A promessa do ministro da Fazenda evidencia, mais uma vez, uma dupla
complacência do governo - com a inflação e com as próprias falhas. Essas falhas,
incluída a péssima administração do dinheiro público, são muito mais importantes
que as cotações dos alimentos como fatores da alta geral e persistente dos
preços. O ministro reafirmou a promessa de um superávit primário - o dinheiro
usado para pagar os juros - equivalente a 1,9% do Produto Interno Bruto (PIB) em
2014, igual ao de 2013. O País, segundo ele, apresentou no ano passado um dos
melhores resultados primários dos países do Grupo dos 20 (G-20). "Não se pode
questionar nossa seriedade fiscal", bravateou.

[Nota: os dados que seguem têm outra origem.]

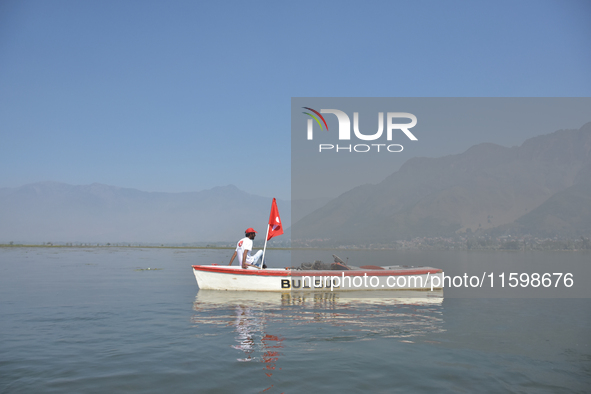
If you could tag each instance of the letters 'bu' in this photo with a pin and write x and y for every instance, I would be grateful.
(345, 125)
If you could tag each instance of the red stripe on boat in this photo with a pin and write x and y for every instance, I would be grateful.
(298, 273)
(241, 271)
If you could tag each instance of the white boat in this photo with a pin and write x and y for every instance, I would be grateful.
(365, 278)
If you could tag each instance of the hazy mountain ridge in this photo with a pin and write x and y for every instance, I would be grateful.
(58, 212)
(483, 188)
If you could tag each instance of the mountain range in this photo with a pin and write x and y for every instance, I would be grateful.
(538, 188)
(541, 188)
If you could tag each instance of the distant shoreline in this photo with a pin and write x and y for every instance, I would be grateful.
(213, 247)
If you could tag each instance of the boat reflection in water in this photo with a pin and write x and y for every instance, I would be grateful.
(350, 315)
(260, 322)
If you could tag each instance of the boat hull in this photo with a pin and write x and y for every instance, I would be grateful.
(213, 277)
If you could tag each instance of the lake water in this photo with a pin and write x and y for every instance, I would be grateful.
(96, 320)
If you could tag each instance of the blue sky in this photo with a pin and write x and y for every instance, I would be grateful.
(188, 95)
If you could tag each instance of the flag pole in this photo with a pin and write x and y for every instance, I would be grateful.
(265, 247)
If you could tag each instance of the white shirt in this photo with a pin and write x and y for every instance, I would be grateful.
(242, 245)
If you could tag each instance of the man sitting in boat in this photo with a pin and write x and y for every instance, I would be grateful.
(243, 248)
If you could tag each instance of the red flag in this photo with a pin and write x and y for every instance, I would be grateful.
(275, 226)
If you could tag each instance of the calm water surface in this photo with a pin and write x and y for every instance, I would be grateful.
(96, 320)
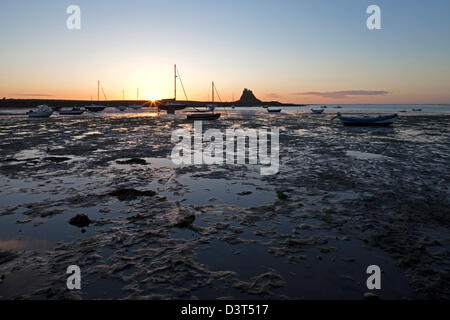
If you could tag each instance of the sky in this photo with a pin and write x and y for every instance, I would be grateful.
(294, 51)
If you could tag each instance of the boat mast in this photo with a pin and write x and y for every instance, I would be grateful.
(175, 81)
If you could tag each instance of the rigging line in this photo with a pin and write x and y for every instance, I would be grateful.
(103, 92)
(182, 86)
(215, 89)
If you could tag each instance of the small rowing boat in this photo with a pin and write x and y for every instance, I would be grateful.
(274, 110)
(73, 111)
(368, 121)
(203, 116)
(42, 111)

Nenhum público razoavelmente informado pode levar a sério qualquer dessas
declarações. O resultado primário de 2013, assim como o do ano anterior, foi
conseguido com receitas não recorrentes, como dividendos e bônus de concessões,
e com truques contábeis prontamente desmascarados e conhecidos mundialmente como
"contabilidade criativa". Neste ano, a meta de 1,9% está claramente vinculada à
expectativa de receitas de ocasião, como já comentaram vários analistas.

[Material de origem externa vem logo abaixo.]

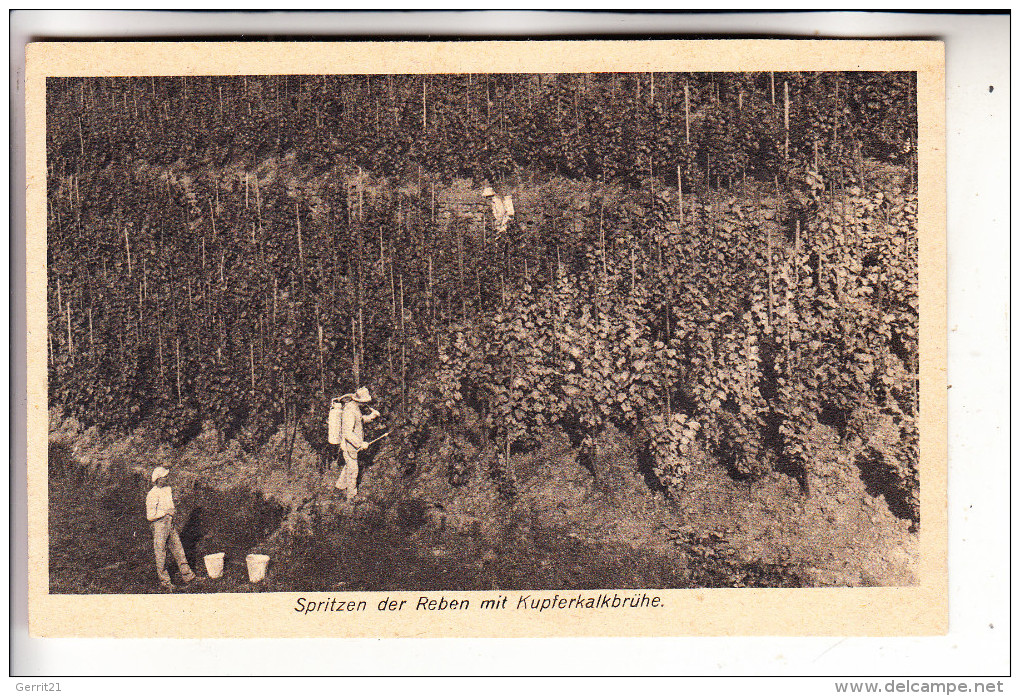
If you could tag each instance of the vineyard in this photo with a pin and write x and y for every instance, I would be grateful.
(709, 265)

Ao anunciar o rebaixamento da nota de crédito soberano do Brasil, na
segunda-feira passada, a agência Standard & Poor's classificou como
"desafiadora" a meta fiscal definida para 2014, lembrando o uso de expedientes
nada ortodoxos no fechamento das contas públicas nos últimos anos. Será o
governo capaz de apresentar o resultado prometido sem recorrer a truques e a
receitas especiais? Esse ponto é fundamental, quando se trata de avaliar a
política fiscal executada em qualquer país. Além disso, a comparação do Brasil
com a maior parte dos países do G-20 serve mais para confundir do que para
esclarecer.
A comparação adequada é com os emergentes. Muitos deles apresentam
indicadores econômicos muito melhores que os do Brasil, quando tomados em
conjunto. Isso inclui as contas públicas, a inflação, a expansão do PIB e o
comércio exterior. Ao explicar a decisão de rebaixar a nota do Brasil, os
dirigentes da Standard & Poor's mencionaram vários componentes do quadro
econômico, incluídos o baixo crescimento do produto e a deterioração das contas
externas. Se esses indicadores continuarem ruins, acabarão afetando seriamente
as condições fiscais e a capacidade de pagamento do setor público.

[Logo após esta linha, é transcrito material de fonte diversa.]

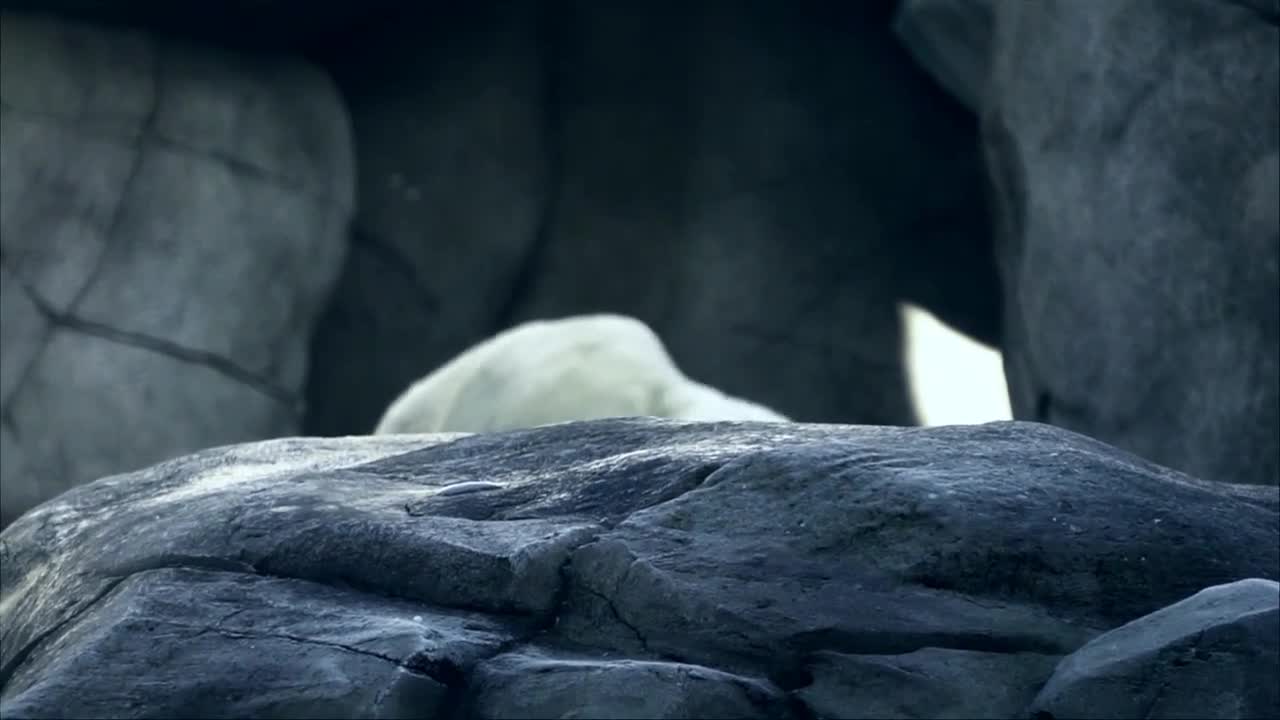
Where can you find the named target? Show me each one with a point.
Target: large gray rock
(951, 40)
(1136, 153)
(1212, 655)
(769, 185)
(451, 122)
(172, 220)
(607, 569)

O ministro mencionou ainda, entre outros aspectos positivos da economia
nacional, a geração de empregos, num mercado onde "há disputa de trabalhadores
qualificados" e salário real em alta. Mas ele novamente negligenciou detalhes de
importância vital. A indústria, estagnada, vem demitindo e as contratações têm
dependido principalmente dos serviços. São empregos de baixa produtividade. A
procura de trabalhadores qualificados de fato ocorre. Mas, se existe alguma
"disputa", é simplesmente porque essa mão de obra é escassa. É uma consequência
dos erros cometidos na política educacional, muito mais voltada para a demagogia
do que para a formação de trabalhadores capacitados.